İlginçtir ki, evrimde uzun zaman önce, mitokondrinin bir başka bakteri türü ile simbiyotik bir ilişki olarak oluşan bir bakteri türü olduğuna inanılmaktadır. Bu nedenle, HAMLET'in bakteriler üzerindeki potansiyel etkilerini test etmeye karar verdik ve HAMLET bazı bakteri türlerini öldürdü, ancak etkisi evrensel değildi. En önemli bakteri türlerinin çoğu etkilenmemiş ve hayatta kalmamıştır.

Bakterileri öldürmek için, HAMLET bakteri zarına yapışır. Alacağınız ilk şey, zardaki hidrojen pompalamayı durdurmaktır, böylece zarın her iki tarafındaki hidrojen (pH) konsantrasyonu aynı olur. PH'daki değişim kalsiyumun, hücrenin içine girmesine izin verir, bu da bakterilerin ölmesi için gerekli bir şeydir.

Ancak, o zamandan beri hayatta kalan bakterilerin de etkilendiğini fark ettik. Aslında, HAMLET'in membranları etkileyebileceğini, hidrojen ve kalsiyum iyonlarının dirençli bakterilerde bile karışmasına izin verdiğini keşfettik. Bu, antibiyotiklere dirençli olan bakterilerin savunmasız kalmasına ve dirençlerini tersine çevirmesine neden oldu..

Aslında, HAMLET o kadar etkiliydi ki, MRSA bakterilerini antibiyotik metisiline karşı hassas olmaları için geri aldı. Sadece metisilin MRSA'yı bir test tüpünde sonlandırabileceğini değil, aynı zamanda farelerde enfeksiyonu yok edebileceğini de gösterebildik, bu çok büyük bir gelişme. Bu, halihazırda sahip olduğumuz ve güvenli ve değerlendirilmiş ilaçlardan oluşan antibiyotik cephaneliğinin kullanışlılığını artırmak için bu tür stratejilerin potansiyelini göstermektedir.

Bu yaklaşımın en büyük avantajlarından biri, bakterilerin, yeni antibiyotiklerde olanların aksine, HAMLET benzeri maddelere karşı genellikle dirençli olmamasıdır.
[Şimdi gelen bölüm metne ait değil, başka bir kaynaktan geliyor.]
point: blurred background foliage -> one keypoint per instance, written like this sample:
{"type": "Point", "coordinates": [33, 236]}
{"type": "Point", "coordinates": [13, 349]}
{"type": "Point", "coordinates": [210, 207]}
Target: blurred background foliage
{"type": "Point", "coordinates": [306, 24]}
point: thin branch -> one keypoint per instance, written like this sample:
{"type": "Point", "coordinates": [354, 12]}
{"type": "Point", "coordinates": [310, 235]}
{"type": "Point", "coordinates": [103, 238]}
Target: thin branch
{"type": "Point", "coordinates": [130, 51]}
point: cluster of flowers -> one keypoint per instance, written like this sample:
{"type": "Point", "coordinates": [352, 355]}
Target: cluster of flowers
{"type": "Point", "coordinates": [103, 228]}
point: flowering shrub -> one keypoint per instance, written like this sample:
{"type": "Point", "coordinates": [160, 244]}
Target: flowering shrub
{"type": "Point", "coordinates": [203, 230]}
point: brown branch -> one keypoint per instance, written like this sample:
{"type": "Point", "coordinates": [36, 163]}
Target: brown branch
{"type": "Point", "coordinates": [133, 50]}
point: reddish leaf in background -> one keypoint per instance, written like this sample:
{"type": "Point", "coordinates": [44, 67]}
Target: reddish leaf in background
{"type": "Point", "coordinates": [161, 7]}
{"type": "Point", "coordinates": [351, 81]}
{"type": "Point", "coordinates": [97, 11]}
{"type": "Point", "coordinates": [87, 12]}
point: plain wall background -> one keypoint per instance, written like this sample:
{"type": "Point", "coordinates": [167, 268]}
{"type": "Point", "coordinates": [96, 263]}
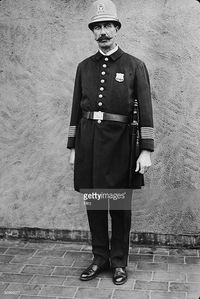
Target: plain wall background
{"type": "Point", "coordinates": [41, 43]}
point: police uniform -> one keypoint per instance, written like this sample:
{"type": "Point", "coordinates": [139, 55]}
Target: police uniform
{"type": "Point", "coordinates": [102, 147]}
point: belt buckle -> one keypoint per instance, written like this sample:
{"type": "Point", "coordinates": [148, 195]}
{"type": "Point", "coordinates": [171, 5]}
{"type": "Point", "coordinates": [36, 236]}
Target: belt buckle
{"type": "Point", "coordinates": [98, 115]}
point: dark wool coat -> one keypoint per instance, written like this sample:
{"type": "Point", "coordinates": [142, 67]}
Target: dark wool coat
{"type": "Point", "coordinates": [102, 148]}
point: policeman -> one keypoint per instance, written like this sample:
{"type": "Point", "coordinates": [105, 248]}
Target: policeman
{"type": "Point", "coordinates": [106, 86]}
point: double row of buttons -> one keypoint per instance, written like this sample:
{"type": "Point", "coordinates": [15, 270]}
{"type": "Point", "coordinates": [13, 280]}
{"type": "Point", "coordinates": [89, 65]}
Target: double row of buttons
{"type": "Point", "coordinates": [103, 73]}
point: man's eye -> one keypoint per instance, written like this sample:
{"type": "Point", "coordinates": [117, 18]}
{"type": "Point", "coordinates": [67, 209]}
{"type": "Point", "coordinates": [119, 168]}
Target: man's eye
{"type": "Point", "coordinates": [108, 25]}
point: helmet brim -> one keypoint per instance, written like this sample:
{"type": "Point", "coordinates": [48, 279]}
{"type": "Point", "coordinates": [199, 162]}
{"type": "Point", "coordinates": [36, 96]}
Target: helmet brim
{"type": "Point", "coordinates": [104, 19]}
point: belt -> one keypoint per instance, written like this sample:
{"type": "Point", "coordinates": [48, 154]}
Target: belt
{"type": "Point", "coordinates": [99, 115]}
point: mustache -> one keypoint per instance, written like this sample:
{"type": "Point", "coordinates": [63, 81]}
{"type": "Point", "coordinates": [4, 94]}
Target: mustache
{"type": "Point", "coordinates": [103, 37]}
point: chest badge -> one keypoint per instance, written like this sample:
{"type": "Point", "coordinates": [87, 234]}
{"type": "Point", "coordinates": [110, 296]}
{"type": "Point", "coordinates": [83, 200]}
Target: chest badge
{"type": "Point", "coordinates": [119, 77]}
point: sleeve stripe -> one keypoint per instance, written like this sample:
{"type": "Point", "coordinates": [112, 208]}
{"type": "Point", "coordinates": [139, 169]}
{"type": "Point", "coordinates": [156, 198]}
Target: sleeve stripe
{"type": "Point", "coordinates": [72, 131]}
{"type": "Point", "coordinates": [147, 133]}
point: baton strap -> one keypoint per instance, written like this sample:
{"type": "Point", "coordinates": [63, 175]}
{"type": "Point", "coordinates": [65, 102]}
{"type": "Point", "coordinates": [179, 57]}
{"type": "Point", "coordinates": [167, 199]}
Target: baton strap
{"type": "Point", "coordinates": [99, 115]}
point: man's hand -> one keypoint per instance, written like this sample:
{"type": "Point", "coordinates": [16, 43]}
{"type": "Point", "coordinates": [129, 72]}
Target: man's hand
{"type": "Point", "coordinates": [72, 157]}
{"type": "Point", "coordinates": [143, 162]}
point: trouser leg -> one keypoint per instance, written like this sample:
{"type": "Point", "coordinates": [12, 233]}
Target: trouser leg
{"type": "Point", "coordinates": [121, 225]}
{"type": "Point", "coordinates": [98, 223]}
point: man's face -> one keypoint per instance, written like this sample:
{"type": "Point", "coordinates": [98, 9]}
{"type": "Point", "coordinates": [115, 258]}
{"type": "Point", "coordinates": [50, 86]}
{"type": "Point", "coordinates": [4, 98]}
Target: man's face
{"type": "Point", "coordinates": [105, 34]}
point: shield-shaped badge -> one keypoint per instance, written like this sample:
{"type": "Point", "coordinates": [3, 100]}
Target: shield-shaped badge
{"type": "Point", "coordinates": [119, 77]}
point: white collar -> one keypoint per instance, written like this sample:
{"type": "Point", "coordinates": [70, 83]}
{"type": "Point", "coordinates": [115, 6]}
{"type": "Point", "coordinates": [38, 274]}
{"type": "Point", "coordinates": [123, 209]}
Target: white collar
{"type": "Point", "coordinates": [109, 52]}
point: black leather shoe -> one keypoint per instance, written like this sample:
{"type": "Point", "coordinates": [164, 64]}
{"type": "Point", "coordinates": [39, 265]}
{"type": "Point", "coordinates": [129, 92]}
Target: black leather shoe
{"type": "Point", "coordinates": [93, 270]}
{"type": "Point", "coordinates": [119, 275]}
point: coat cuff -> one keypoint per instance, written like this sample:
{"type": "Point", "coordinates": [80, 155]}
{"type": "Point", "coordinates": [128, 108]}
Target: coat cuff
{"type": "Point", "coordinates": [147, 144]}
{"type": "Point", "coordinates": [71, 142]}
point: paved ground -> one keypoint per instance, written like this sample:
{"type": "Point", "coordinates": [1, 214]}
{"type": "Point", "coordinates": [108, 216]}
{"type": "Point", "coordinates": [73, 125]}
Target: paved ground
{"type": "Point", "coordinates": [51, 270]}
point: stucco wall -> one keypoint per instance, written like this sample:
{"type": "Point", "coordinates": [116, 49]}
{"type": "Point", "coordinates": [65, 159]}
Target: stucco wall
{"type": "Point", "coordinates": [41, 42]}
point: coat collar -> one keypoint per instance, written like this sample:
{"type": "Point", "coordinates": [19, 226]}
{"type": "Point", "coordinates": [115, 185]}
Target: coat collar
{"type": "Point", "coordinates": [113, 56]}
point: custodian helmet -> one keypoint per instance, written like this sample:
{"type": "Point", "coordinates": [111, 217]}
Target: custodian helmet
{"type": "Point", "coordinates": [101, 11]}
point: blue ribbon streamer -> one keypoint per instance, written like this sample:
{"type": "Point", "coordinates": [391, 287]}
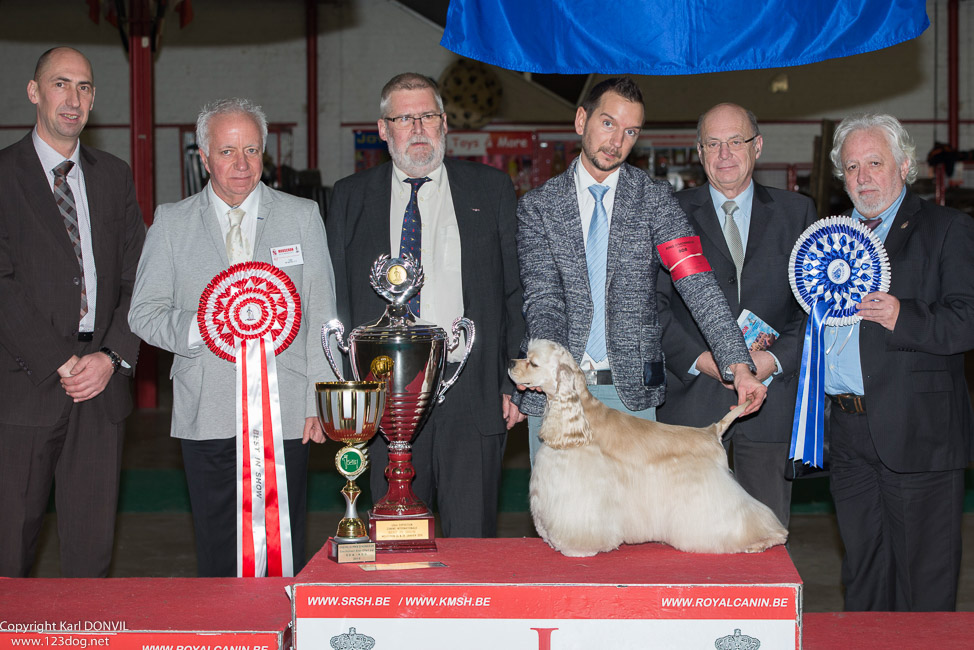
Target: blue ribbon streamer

Bunun nedeni, bakterileri kendileri öldürmedikleri, ancak bakterilerin mutasyona uğraması ve hayatta kalmaları için evrimsel baskıyı azaltmalarıdır. Şu anda bu bulguları, antibiyotik direnciyle mücadele için tedavilerde yeni bir strateji sağlama umuduyla geliştiriyoruz.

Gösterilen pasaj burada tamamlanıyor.